To explain the differences in activity found between linear and cyclic peptides, comparative conformational studies in aqueous solution using NMR and molecular dynamics (MD) simulations were carried out. Once the 1H and 13C chemical shifts (Figure S1–S4 and Tables ST1–ST4) of 3–6 in aqueous solution were assigned, NOE connectivities, 1H and 13C chemical shifts, and amide temperature coefficients were examined to determine the structures adopted by the peptides.38 Since the linear peptide 3 (residues 132–142) displays 1Hα, 13Cα, and 13Cβ chemical shift deviations (Figures 3A and S5), amide temperature coefficients (Figure 3B and Table ST5) within the random coil range (|ΔδHα| ≤ 0.05 ppm, |ΔδCα| ≤ 0.04 ppm, |ΔδCβ| ≤ 0.05 ppm, |Δδ/ΔT| ≥ 4.5 × 10–3 ppm·K–1), and no detectable nonsequential NOE, we conclude that it is mostly a random coil in solution. In contrast, the NMR data for cyclic 4–6 clearly indicates that they exhibit some preferred ordered conformations. The Hα, 13Cα, and 13Cβ chemical shift deviations for some residues of the cyclic peptides are large (Figures 3A and S5), particularly in the case of the shortest peptide 6. The amide temperature coefficients of residues N137 and E138 in the cyclic peptides exhibit values that are below −4.5 ppm·K–1 (Figure 3B and Table ST5) and hence are strongly suggestive of low solvent accessibility and involvement in intramolecular hydrogen bonding, as observed in many X-ray crystal structures (e.g., PDB id. 1DLO).
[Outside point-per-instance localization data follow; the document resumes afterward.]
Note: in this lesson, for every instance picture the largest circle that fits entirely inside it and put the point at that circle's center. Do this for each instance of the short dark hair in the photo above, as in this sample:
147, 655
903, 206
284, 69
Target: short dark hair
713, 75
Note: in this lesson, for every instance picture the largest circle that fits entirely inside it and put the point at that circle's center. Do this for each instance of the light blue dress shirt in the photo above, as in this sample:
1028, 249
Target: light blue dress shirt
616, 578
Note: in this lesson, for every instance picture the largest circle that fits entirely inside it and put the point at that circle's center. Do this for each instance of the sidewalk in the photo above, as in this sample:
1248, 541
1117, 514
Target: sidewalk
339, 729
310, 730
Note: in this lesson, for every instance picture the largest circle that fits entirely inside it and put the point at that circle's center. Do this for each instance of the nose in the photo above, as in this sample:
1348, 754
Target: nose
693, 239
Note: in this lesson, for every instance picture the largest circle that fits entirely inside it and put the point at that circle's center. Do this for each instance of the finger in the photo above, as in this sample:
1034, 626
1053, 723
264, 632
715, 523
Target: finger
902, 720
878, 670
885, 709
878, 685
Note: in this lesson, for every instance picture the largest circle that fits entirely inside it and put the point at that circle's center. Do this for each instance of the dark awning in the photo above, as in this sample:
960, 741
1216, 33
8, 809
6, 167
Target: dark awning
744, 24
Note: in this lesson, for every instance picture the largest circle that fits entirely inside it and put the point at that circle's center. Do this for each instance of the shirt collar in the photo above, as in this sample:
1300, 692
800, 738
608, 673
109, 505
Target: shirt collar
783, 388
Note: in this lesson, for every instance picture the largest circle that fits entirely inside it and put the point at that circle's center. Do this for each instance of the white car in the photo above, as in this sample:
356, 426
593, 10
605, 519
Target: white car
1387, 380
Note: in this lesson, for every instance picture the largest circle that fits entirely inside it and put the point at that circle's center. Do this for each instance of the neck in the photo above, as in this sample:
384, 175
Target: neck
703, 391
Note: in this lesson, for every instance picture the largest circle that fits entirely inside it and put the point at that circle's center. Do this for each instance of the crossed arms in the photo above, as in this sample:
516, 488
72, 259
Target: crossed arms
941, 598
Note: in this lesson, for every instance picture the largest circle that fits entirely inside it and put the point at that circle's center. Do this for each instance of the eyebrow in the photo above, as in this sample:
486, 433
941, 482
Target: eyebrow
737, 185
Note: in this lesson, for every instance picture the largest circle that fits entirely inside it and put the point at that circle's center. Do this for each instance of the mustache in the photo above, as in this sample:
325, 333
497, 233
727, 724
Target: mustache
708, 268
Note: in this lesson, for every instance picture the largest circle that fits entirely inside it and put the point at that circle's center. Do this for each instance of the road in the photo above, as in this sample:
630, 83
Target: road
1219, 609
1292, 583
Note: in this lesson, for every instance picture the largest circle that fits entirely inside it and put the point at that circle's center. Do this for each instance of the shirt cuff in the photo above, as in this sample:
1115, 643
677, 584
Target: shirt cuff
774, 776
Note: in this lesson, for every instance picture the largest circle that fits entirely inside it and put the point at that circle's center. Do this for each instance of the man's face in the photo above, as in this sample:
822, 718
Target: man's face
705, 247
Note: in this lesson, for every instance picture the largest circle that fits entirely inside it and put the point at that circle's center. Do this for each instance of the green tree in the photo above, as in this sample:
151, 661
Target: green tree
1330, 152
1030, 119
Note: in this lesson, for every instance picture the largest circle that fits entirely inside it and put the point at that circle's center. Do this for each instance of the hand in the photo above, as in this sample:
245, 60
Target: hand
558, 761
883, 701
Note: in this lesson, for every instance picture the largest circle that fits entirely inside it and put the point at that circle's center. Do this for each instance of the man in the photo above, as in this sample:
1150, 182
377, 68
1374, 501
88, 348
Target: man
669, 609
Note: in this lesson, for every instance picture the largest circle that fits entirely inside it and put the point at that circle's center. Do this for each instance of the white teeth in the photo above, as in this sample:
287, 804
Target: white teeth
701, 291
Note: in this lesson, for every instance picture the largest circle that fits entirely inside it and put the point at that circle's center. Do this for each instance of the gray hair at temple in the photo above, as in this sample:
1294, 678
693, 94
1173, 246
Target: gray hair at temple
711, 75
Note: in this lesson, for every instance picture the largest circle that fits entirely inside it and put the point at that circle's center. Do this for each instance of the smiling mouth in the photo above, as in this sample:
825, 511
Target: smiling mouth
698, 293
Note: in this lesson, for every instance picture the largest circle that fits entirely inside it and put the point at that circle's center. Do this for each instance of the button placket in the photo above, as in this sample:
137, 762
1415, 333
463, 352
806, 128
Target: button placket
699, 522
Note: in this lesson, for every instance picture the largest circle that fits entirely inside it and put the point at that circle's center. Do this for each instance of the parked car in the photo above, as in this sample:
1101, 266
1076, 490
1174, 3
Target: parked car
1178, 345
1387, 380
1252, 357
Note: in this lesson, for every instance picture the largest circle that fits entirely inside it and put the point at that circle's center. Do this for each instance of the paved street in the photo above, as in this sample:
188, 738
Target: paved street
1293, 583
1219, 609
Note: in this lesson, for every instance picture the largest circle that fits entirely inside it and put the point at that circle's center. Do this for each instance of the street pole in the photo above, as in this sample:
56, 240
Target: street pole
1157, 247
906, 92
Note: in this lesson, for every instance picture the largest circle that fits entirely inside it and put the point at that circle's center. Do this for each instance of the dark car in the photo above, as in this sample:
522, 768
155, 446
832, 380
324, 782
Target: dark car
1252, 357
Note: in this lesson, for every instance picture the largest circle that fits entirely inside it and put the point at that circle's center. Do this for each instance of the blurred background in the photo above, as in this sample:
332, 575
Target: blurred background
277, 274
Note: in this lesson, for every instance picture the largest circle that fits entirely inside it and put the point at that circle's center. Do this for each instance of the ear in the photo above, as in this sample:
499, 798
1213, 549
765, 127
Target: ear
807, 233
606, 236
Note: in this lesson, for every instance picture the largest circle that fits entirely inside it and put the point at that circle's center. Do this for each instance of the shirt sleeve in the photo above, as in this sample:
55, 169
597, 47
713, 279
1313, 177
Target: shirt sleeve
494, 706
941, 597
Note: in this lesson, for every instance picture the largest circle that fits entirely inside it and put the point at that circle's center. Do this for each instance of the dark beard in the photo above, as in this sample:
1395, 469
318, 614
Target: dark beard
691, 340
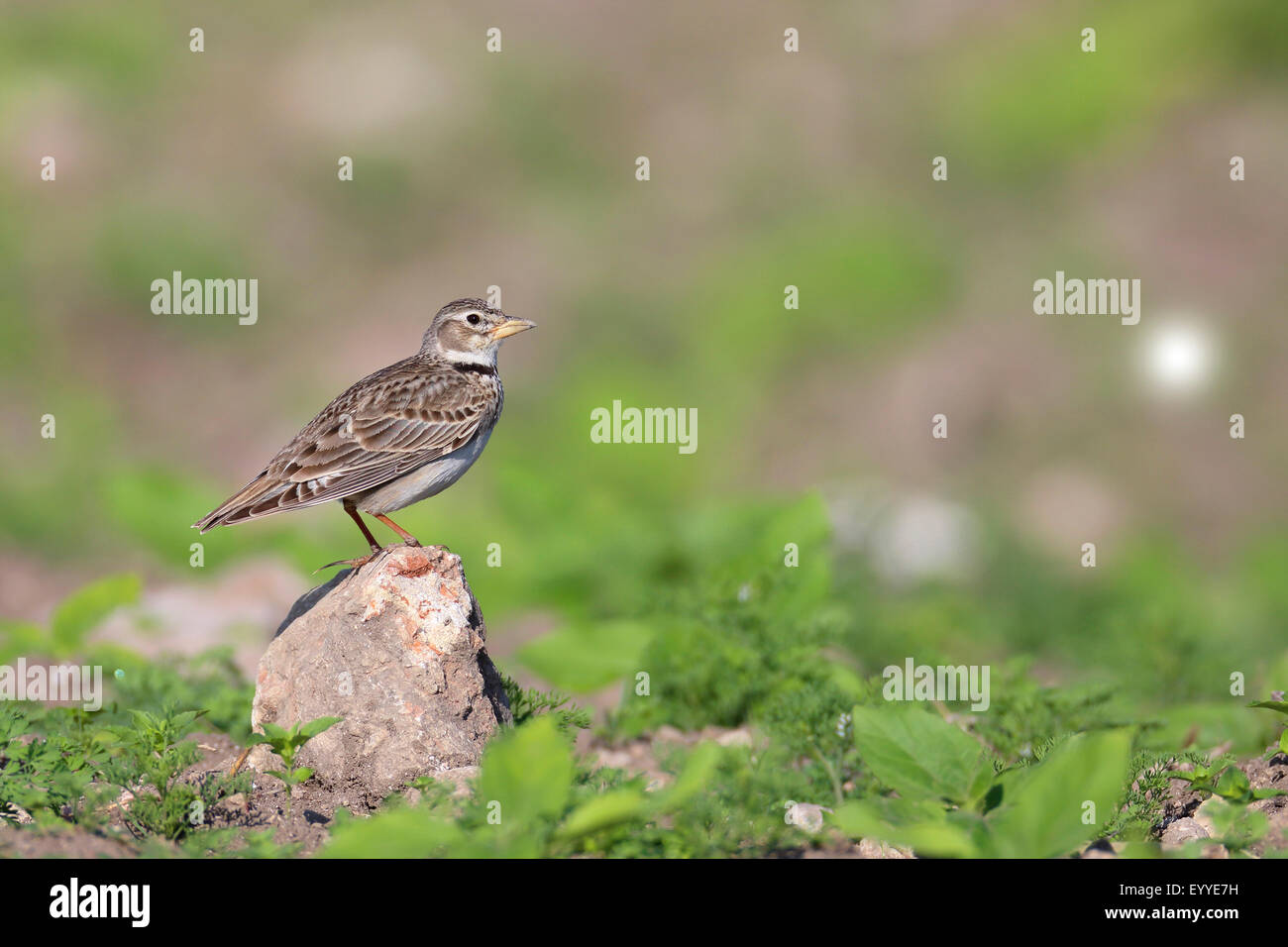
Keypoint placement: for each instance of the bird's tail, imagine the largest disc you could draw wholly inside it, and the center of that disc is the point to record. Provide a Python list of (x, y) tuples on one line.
[(257, 499)]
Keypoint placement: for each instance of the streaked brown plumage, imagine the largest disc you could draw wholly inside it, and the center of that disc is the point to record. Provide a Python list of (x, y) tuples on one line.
[(398, 436)]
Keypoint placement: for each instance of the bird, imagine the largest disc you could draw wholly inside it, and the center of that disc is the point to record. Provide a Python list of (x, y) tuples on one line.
[(394, 438)]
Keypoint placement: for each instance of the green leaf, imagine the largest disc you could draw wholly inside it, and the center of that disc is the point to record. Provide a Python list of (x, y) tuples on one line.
[(85, 608), (698, 770), (588, 657), (600, 812), (1044, 808), (529, 774), (917, 753), (922, 826), (1280, 706), (406, 832), (313, 727), (1234, 785)]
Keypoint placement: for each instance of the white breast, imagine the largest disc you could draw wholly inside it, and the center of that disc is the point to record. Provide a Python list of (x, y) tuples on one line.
[(424, 480)]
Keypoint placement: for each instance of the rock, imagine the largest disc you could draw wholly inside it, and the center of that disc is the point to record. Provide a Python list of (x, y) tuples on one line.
[(397, 651), (870, 848), (806, 815), (1181, 831)]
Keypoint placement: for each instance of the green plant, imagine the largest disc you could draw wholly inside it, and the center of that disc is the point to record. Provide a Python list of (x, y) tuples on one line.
[(286, 744), (953, 801), (527, 703), (147, 759)]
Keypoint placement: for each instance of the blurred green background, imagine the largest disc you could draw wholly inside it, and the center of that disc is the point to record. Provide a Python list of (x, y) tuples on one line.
[(768, 169)]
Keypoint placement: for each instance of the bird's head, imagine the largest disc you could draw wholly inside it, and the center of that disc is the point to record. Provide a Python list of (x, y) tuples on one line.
[(469, 331)]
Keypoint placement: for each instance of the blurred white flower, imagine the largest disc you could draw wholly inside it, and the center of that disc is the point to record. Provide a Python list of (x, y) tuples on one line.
[(1177, 356)]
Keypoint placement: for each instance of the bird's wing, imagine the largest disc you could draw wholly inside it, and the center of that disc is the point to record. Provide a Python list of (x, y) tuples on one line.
[(382, 427)]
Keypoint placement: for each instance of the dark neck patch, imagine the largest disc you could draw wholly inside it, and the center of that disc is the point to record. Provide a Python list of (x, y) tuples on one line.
[(476, 368)]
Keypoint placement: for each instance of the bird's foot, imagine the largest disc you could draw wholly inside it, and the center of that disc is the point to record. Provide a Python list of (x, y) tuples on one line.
[(352, 564)]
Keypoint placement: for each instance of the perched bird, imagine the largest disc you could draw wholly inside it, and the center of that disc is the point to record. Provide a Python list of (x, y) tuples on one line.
[(400, 434)]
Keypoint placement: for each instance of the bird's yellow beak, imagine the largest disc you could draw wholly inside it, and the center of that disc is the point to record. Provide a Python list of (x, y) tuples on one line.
[(511, 328)]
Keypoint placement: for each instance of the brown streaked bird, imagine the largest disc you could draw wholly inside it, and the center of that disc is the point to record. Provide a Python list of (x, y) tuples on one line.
[(399, 436)]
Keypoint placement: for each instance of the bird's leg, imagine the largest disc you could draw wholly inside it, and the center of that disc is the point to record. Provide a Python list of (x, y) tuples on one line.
[(366, 532), (366, 535), (407, 538)]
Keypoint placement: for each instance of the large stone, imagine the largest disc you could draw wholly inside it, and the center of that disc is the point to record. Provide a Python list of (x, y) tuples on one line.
[(395, 650)]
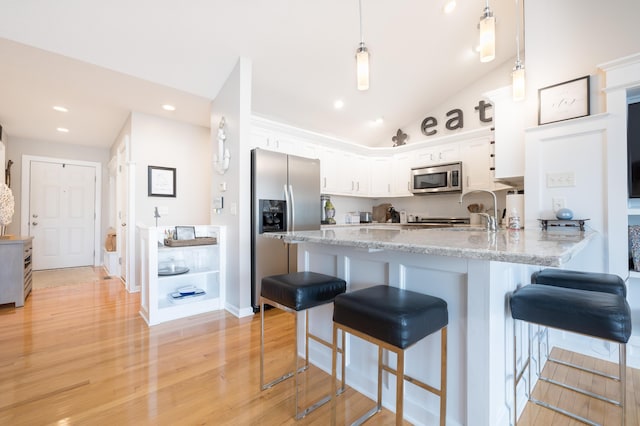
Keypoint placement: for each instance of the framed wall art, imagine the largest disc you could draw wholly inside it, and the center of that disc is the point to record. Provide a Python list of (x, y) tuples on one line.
[(564, 101), (161, 181)]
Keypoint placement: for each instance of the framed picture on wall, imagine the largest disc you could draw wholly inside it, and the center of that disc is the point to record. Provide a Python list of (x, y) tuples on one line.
[(564, 101), (161, 181)]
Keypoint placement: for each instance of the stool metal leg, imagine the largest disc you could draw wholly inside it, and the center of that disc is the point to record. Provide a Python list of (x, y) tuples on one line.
[(443, 376), (400, 387), (398, 372), (622, 361), (527, 365)]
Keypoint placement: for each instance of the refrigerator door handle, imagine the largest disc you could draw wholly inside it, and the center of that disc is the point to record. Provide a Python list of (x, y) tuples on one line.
[(292, 209), (287, 201)]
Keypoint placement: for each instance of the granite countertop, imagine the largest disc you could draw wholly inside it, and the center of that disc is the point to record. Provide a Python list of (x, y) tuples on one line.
[(534, 247), (14, 239)]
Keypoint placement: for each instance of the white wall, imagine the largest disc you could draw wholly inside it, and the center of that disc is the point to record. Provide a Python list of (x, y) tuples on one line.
[(466, 100), (20, 146), (3, 153), (160, 142), (568, 39), (234, 103)]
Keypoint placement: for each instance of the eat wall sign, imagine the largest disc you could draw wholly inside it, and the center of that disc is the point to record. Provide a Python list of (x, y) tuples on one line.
[(455, 119)]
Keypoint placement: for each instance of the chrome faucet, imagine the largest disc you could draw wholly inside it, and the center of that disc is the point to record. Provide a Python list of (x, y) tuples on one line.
[(492, 222)]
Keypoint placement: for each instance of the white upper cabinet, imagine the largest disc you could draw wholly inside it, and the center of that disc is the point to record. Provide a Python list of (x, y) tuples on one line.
[(437, 155), (381, 176), (278, 141), (401, 169)]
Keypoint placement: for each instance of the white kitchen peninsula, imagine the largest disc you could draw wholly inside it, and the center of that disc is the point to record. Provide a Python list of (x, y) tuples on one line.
[(474, 271)]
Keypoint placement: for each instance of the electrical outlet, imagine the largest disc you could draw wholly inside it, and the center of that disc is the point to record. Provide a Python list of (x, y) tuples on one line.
[(557, 203), (560, 180)]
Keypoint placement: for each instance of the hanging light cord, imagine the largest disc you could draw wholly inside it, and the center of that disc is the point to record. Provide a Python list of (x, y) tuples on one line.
[(517, 34), (360, 12)]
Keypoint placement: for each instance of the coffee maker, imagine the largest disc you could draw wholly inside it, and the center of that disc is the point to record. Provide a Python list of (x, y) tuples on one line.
[(327, 211)]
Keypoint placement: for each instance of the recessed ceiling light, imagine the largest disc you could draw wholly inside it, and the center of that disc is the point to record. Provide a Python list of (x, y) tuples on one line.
[(449, 6)]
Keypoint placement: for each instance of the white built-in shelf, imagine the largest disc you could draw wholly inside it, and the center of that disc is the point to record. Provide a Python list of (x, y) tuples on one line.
[(205, 265)]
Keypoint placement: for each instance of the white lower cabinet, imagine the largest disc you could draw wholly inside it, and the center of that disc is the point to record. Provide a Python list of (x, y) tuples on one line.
[(180, 281)]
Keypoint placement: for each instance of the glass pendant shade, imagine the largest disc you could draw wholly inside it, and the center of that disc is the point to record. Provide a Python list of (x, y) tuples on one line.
[(362, 67), (487, 37), (518, 82)]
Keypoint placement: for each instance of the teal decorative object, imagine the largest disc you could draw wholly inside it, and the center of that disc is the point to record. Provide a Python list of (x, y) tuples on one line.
[(564, 214)]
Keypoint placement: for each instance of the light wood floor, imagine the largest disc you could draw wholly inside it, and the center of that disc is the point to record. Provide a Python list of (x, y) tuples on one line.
[(81, 355)]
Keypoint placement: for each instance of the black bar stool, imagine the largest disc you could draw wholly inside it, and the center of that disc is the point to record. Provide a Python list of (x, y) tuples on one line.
[(592, 281), (295, 293), (596, 314), (393, 319), (607, 283)]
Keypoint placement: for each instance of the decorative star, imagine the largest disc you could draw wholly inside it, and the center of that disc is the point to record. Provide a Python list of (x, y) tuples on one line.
[(400, 138)]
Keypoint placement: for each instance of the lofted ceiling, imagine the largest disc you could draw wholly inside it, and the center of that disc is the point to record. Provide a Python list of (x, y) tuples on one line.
[(103, 60)]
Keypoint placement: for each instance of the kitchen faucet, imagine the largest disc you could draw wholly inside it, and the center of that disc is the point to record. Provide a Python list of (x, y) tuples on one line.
[(492, 222)]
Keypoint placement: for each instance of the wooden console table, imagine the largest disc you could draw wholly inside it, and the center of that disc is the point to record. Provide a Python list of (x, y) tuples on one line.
[(15, 269)]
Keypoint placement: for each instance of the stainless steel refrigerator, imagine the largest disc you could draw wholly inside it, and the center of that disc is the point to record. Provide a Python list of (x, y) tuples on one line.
[(285, 196)]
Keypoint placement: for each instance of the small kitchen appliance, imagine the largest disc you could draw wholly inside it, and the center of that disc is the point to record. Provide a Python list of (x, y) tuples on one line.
[(515, 200), (437, 179)]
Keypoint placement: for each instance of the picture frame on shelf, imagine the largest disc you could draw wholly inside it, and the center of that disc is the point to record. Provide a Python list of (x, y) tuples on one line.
[(185, 233), (161, 181), (564, 101)]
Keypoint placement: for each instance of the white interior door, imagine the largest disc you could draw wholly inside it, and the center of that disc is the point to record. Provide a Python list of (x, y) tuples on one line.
[(62, 214)]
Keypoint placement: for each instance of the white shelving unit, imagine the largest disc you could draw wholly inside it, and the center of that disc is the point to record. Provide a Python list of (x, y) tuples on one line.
[(205, 265)]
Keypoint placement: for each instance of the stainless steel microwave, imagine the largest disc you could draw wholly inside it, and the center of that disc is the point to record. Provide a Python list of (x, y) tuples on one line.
[(437, 179)]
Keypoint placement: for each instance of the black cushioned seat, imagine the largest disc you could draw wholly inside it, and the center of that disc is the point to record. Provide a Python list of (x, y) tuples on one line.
[(607, 283), (302, 290), (592, 313), (398, 317)]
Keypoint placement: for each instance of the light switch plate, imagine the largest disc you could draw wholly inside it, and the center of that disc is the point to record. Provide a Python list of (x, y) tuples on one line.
[(218, 203), (561, 179)]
Furthermore, the cyclic peptides display nonsequential NOEs and dihedral angles derived from the 1Hα, 13Cα, and 13Cβ chemical shifts (Tables ST1, ST6, and ST7) that support well-defined 3D structures comparable to that of the β7/β8 loop in the p51 subunit of HIV-1 RT, particularly in the case of the minimalistic cyclic peptides 4 and 6 (Figures 4 and S6).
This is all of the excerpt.